Two characteristics drive how to approach the AI engineering setup:
- The risk of a bad output is low. The worst case is a skipped song or an awkward DJ comment, and the feature is labeled beta.
- This is a new feature, so there is no historical data to start from, and the team will need to learn from live listener behavior.
Because of this, it makes sense to go live as soon as possible and iterate based on live feedback from the beginning.
Tracing the DJ
There are two different kinds of traces that will together form a session:
| Trace name | Details |
|---|---|
plan-next-set | Plans the next set of tracks and writes the commentary, triggered by the DJ itself every few songs or by a DJ request. input: listening context and any instructions output: next tracks queued, plus the commentary line |
handle-dj-request | Handles a voice request from the listener, triggered by the microphone button. input: voice clip and the current queue output: a short reply, plus instructions for the plan-next-set run it triggers |
A listening session and both trace types up close:
Capturing user behavior
In order to learn from users, we will log some interesting behavior on the applicable traces.

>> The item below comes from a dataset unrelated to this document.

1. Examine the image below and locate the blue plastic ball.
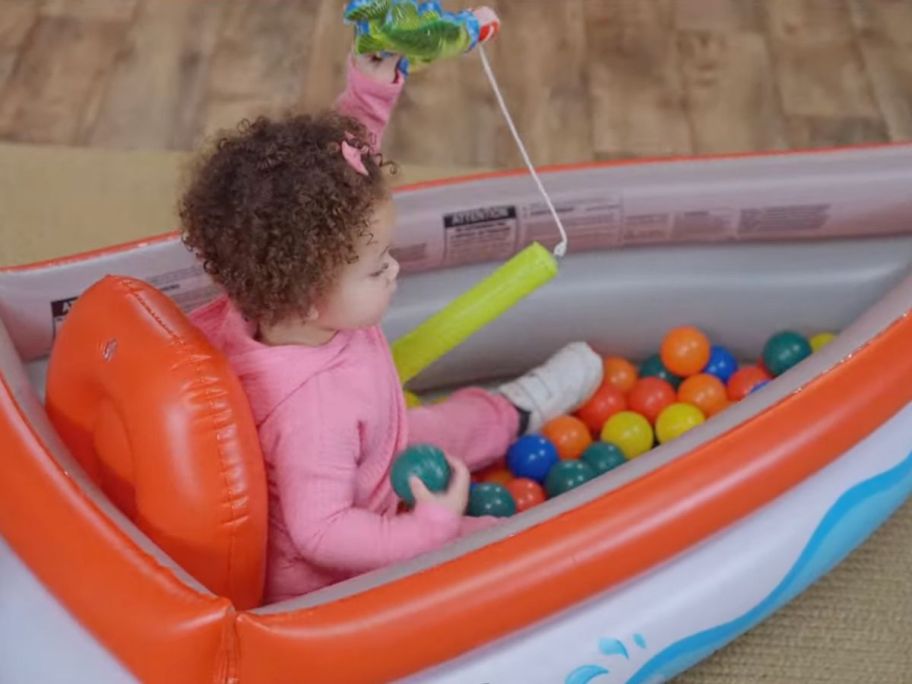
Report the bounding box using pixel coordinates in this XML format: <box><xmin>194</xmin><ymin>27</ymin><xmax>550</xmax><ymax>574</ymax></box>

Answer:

In principle, the team could already iterate with only this in place. Tracing and monitoring form a small loop of their own. In the beginning, this is probably enough for the team to quickly improve the DJ feature.
As the setup matures, and the team wants to have more structured testing in place, they can start building datasets and experiments on top of these signals.
Structured testing
With only the live signals, testing a change means shipping it and watching the scores. The team can add two more deliberate ways of testing: experiments on datasets, and A/B tests on live users.
Experiments on datasets
In this use case, testing end to end is very hard offline: whether a session was good only shows in live listening behavior, and taste differs per user, so no expected output holds for everyone. A single step like select-tracks can be tested, with the expectation describing the direction of the set rather than exact tracks:
A/B tests on live users
Some changes are hard to grade offline, like the tone of voice of the commentary. Since the risk is low, the team can give a small group of listeners the new version and compare the signal scores between the groups, like the skip rate and the message_type distribution. If the new version does better, they can roll it out to everyone.
With this in place, the full loop is running:
Conclusion
This is an example of a feature that's is low risk and there is no historical data to learn from. The best thing you can do in such cases is getting traces in as soon as possible and start monitoring them to learn from. Everything else, datasets, experiments, A/B tests, can be built on top of that over time.